Handicapper’s tool box
SECOND-TIME STARTERS OFFER VALUE IN THE RIGHT HANDS
Having young horses ready to win in their first start isn’t easy. Some horsemen excel at having their “babies” schooled and prepared for top efforts right off the bat. Local trainers like Anthony Pecoraro, Tim Ritchey, Gerald Bennett, Arnaud Delacour, Jose Camejo, Aimee Hall, Sam Cronk and others do excellent jobs bringing their young runners to their debuts schooled and ready to run.
On the national scene Wesley Ward, Steve Asmussen, and Mark Casse lead the nation in wins by two-year-olds this year, and all are winning with more than 20 percent of their babies.
But while getting a horse ready to win at first asking is useful, a number of top stables take a more measured approach with their young horses, allowing them to gain racing experience and come to hand at their own pace.
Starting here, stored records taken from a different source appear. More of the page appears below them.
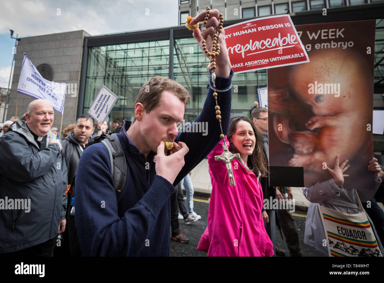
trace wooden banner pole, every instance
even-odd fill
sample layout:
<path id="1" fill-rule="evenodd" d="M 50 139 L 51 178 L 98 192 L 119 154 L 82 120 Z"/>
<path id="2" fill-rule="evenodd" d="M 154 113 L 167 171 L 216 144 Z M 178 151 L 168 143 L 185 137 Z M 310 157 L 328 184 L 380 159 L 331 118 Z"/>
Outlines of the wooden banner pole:
<path id="1" fill-rule="evenodd" d="M 59 139 L 61 137 L 61 128 L 63 126 L 63 116 L 64 116 L 64 107 L 63 107 L 63 113 L 61 113 L 61 122 L 60 123 L 60 132 L 59 132 Z"/>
Graham Motion’s outfit is a perfect example. Motion’s first-timers win about 12% of the time, considered by many to be somewhat low for an organization with so many well-bred youngsters. But Motion’s philosophy is to allow the horse to tell him how far along they are in their development. Motion recognizes that as much schooling as horses get leading up to races, it’s the races themselves that provide the most education.
His pragmatic approach is that his horses will show and tell him how they are progressing through their races. That’s why Motion runners making their second and third starts are the ones to take long looks at. These are the horses with a race under their belts, who have gone through the experience of going to the paddock, seeing the crowd, going to the post and loading in the gate with not one or two other horses, but a full field of competitors.
Knowing which trainers get horses ready to run first time out – and which typically give their horses a race to acclimate – can be critical knowledge. As a betting matter, don’t overlook stables that take a more patient approach with their horses and allow their young runners to dictate how their maturation process will proceed.